LncRNA MIR31HG facilitates immune escape in head and neck squamous cell carcinoma by promoting heterotypic cell-in-cell formation.

The aggressive nature of head and neck squamous cell carcinoma (HNSCC) is profoundly shaped by a complex interplay between malignant cells and the host immune system. A key feature of this interplay is the formation of cell-in-cell (CIC) structures, which facilitate immune evasion and contribute to shaping the tumor microenvironment. Long non-coding RNAs (lncRNAs), including MIR31HG, have emerged as crucial modulators of tumor immunity and metastasis. In this study, we investigated the role of MIR31HG in orchestrating heterotypic CIC formation and assessed its impact on tumor growth, immune surveillance, and chemoresistance in HNSCC. Analysis of TCGA and GTEx datasets confirmed the differential expression of CIC-related genes between HNSCC and normal tissues. Functional assays demonstrated that CIC structure formation substantially augmented the malignant properties of Cal27 cells, including increased resistance to both cisplatin and gemcitabine. Critically, genetic depletion of MIR31HG in CIC-positive cells (CIC sh-MIR31HG) potently suppressed tumor progression, as evidenced by reduced cell proliferation and increased apoptosis. Furthermore, silencing MIR31HG also remodeled the immunosuppressive landscape; it downregulated the expression of immune checkpoint protein PD-L1 and decreased the secretion of immunosuppressive cytokines TGF-β and IL-10. This intervention also reversed therapeutic resistance, rendering CIC sh-MIR31HG cells more susceptible to cisplatin- and gemcitabine-induced apoptosis.
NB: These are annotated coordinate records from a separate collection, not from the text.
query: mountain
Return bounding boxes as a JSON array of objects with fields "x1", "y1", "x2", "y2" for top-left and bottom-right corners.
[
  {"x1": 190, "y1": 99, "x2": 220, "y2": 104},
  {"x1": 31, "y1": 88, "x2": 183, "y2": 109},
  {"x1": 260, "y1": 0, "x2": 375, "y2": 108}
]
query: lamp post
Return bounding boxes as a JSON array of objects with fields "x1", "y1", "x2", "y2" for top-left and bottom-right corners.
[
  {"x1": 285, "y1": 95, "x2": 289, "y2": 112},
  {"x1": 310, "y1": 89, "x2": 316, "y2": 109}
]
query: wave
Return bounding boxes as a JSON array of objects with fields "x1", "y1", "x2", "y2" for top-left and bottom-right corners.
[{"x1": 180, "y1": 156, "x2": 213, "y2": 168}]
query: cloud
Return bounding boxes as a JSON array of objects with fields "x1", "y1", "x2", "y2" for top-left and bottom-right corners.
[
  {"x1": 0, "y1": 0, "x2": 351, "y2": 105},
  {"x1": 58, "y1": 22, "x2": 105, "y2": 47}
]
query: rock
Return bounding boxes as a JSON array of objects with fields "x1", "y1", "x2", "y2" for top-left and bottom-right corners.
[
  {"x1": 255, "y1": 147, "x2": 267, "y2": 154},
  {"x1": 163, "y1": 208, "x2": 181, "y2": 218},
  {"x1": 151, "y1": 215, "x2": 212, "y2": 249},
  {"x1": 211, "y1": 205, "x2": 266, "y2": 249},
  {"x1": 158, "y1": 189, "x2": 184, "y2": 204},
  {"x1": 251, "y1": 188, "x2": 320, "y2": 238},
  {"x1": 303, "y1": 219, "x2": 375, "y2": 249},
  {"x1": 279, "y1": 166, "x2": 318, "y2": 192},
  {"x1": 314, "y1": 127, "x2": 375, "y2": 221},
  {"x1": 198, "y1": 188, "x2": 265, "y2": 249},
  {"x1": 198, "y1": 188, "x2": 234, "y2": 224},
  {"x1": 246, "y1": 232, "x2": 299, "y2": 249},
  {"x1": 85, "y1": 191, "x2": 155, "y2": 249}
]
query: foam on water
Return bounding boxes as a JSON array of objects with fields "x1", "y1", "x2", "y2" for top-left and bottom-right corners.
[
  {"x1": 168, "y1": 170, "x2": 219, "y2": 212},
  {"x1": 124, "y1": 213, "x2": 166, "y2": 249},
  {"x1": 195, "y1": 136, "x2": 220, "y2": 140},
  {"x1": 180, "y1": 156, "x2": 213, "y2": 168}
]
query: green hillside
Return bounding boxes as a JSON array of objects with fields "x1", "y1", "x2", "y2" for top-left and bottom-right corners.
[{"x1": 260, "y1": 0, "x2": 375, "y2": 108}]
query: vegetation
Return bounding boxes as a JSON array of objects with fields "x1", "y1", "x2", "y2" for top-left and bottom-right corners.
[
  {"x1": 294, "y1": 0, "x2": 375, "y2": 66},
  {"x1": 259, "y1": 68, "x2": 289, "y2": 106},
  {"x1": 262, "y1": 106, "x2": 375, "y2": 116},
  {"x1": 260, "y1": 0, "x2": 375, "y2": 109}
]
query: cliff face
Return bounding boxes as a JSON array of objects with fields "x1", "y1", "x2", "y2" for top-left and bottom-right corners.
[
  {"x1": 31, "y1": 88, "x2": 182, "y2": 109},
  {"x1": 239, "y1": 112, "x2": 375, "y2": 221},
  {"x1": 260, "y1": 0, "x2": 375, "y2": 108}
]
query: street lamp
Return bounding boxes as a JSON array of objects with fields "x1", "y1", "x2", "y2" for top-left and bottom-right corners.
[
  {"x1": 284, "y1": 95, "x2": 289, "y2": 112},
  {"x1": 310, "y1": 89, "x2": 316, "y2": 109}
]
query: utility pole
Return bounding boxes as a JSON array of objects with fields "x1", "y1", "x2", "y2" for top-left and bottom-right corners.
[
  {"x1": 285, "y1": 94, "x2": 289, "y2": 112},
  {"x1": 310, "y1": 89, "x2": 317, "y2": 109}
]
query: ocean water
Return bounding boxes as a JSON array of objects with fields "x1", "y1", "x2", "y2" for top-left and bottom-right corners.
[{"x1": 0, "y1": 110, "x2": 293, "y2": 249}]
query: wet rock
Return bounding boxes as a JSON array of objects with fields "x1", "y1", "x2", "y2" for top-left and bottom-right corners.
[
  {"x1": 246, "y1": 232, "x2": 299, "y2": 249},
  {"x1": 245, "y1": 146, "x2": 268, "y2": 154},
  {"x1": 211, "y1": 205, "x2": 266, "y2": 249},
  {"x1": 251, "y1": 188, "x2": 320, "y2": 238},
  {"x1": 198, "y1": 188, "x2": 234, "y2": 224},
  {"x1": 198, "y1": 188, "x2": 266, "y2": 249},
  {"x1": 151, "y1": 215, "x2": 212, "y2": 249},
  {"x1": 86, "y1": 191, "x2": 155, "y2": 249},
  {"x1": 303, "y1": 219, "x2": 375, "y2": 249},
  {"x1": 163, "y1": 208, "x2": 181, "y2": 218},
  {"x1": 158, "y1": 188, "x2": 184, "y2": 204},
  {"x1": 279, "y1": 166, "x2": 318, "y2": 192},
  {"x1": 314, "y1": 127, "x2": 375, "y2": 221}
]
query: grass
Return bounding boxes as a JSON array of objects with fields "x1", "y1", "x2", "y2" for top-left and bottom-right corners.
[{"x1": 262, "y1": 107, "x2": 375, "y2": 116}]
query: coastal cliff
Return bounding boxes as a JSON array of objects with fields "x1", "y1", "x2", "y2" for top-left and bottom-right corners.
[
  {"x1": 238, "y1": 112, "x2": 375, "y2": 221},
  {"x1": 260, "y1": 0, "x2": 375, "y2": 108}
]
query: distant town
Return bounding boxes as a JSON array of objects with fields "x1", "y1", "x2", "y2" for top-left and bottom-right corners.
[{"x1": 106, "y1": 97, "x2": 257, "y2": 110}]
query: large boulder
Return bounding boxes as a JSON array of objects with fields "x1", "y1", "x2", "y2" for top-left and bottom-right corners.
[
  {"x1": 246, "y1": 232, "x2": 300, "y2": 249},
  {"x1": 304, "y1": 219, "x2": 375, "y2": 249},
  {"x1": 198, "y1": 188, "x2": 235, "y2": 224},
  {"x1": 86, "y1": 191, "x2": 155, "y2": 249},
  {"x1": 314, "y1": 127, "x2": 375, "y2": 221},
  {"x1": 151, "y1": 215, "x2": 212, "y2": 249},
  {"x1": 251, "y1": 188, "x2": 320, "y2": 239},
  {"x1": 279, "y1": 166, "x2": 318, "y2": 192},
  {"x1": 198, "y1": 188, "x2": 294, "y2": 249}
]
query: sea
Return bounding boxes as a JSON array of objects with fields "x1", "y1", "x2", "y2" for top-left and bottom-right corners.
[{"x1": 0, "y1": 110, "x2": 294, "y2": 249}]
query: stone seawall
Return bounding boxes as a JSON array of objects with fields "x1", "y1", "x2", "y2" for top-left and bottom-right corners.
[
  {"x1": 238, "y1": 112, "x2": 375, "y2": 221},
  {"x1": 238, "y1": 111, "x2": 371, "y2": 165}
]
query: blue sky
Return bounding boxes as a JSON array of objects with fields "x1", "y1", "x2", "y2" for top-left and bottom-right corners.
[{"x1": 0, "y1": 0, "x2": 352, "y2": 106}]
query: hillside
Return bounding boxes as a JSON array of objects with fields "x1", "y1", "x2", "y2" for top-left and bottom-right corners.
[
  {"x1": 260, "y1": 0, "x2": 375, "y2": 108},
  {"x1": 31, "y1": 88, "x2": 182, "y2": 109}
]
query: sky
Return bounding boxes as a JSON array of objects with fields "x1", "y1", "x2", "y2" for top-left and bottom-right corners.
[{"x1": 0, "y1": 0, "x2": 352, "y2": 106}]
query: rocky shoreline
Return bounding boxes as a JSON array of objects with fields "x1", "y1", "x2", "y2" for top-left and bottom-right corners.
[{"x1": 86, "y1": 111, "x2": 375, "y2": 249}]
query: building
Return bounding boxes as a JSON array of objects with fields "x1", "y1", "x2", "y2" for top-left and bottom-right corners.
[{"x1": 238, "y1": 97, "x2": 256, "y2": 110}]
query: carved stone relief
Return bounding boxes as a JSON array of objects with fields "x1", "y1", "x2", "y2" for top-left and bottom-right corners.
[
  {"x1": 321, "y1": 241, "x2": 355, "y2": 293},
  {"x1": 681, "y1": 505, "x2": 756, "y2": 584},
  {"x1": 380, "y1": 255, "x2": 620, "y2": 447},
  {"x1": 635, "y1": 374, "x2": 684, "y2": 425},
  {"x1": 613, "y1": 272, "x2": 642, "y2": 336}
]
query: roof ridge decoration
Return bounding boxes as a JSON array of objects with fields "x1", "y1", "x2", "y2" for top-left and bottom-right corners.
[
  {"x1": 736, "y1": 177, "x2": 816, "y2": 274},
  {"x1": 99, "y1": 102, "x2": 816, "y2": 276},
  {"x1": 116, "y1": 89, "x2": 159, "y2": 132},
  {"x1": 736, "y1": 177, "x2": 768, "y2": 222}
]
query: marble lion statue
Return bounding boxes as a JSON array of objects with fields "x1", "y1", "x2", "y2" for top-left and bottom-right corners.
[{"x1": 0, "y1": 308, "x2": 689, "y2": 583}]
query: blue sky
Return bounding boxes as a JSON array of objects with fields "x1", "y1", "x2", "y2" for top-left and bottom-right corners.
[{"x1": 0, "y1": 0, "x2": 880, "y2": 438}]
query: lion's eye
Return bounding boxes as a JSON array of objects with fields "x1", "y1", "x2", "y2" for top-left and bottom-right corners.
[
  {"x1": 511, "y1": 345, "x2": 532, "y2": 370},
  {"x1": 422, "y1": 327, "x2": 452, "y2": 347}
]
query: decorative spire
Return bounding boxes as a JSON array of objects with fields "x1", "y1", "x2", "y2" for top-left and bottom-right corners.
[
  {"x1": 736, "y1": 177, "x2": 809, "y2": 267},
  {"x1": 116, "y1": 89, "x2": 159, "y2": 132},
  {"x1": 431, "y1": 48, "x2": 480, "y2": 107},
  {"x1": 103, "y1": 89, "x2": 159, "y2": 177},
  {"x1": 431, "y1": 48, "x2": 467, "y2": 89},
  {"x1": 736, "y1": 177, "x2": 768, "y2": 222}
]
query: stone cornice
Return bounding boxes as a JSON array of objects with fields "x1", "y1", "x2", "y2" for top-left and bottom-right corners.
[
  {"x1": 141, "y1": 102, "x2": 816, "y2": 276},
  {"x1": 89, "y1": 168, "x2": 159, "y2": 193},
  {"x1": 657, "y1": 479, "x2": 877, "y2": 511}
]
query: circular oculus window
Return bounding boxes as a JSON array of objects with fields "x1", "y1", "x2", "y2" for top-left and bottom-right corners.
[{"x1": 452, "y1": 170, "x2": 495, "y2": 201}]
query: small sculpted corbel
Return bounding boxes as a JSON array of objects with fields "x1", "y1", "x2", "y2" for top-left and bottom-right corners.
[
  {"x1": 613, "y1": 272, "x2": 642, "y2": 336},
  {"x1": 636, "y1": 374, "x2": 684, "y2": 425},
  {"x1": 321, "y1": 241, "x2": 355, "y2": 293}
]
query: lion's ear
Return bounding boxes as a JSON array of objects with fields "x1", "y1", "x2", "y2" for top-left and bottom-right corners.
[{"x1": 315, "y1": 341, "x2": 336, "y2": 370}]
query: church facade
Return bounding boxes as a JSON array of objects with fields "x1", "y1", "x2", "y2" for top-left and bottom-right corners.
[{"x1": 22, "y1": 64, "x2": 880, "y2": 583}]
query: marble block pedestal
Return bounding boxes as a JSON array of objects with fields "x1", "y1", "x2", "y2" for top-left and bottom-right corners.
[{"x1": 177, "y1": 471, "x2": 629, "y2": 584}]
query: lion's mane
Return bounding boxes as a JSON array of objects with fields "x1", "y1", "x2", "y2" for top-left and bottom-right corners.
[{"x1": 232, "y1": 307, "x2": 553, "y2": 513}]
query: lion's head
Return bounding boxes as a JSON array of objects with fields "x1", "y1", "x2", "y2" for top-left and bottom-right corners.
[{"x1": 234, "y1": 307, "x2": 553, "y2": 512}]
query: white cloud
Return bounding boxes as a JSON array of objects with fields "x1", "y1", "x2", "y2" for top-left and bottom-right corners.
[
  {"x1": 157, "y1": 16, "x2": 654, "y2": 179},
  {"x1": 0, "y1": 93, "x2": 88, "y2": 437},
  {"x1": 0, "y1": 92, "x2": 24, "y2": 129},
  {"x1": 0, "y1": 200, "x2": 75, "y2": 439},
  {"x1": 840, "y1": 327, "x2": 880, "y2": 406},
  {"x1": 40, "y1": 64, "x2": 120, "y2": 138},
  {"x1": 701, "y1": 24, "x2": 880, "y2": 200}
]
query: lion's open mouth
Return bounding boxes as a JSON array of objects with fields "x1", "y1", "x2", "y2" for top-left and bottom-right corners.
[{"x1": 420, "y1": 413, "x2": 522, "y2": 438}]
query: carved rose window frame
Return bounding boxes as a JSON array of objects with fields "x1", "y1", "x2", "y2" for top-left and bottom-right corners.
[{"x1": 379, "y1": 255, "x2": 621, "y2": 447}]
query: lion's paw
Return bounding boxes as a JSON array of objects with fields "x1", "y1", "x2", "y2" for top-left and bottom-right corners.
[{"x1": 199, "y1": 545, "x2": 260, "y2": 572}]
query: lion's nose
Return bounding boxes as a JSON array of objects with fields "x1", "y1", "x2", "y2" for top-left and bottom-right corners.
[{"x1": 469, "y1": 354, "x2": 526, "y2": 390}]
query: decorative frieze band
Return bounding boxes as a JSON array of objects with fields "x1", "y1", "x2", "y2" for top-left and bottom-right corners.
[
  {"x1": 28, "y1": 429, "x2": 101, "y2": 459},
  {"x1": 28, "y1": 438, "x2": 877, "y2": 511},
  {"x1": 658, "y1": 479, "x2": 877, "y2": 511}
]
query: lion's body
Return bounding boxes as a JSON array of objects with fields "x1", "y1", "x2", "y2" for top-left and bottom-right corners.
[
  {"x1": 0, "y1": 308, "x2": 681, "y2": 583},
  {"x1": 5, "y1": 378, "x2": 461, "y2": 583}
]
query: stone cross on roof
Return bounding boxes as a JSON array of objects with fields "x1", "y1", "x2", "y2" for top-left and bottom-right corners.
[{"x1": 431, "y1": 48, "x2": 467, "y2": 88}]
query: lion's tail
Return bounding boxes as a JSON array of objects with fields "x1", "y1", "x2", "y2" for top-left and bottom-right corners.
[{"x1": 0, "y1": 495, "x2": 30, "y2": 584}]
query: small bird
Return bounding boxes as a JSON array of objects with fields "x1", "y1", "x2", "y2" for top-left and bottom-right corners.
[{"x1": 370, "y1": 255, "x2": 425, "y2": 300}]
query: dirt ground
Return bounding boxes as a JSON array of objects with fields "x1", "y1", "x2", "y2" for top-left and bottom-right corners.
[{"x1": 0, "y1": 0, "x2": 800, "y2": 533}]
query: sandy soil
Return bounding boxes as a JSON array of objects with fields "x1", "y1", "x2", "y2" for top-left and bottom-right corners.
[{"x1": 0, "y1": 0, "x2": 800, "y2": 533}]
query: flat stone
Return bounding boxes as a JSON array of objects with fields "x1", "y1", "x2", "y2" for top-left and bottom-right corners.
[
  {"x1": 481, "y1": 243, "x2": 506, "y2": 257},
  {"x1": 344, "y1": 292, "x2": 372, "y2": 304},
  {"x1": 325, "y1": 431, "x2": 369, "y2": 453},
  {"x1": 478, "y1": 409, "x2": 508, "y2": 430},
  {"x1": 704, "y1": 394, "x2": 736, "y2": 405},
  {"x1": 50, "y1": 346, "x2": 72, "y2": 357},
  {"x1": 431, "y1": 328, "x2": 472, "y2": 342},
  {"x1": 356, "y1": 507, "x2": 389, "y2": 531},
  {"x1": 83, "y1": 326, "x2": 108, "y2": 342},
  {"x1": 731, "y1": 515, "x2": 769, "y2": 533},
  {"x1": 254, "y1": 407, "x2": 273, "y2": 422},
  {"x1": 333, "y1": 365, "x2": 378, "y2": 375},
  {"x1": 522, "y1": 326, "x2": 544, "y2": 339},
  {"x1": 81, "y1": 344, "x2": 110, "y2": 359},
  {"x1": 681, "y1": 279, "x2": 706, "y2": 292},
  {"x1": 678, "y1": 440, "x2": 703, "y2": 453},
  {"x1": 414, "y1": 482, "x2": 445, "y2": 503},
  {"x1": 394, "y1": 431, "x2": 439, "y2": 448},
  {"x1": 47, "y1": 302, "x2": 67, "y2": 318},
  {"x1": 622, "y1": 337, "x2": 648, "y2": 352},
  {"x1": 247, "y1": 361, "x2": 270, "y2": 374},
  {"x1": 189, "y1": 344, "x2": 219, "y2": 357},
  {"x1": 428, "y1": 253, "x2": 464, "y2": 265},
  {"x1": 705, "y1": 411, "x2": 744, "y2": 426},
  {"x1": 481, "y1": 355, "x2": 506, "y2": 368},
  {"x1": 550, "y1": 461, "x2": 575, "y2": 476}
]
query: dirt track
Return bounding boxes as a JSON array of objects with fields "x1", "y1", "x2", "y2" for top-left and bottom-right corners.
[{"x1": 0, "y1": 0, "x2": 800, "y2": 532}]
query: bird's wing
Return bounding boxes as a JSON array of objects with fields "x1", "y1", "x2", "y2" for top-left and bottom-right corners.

These findings were validated in a murine xenograft model, where histological analyses confirmed that tumors originating from CIC sh-MIR31HG cells displayed reduced volume and elevated apoptotic activity. Collectively, MIR31HG is a pivotal regulator of heterotypic CIC formation in HNSCC. This mechanism promotes HNSCC cell survival, fosters an immunosuppressive microenvironment, and drives chemoresistance. Therefore, targeting MIR31HG represents a viable therapeutic avenue to disrupt immune resistance and enhance chemosensitivity in HNSCC.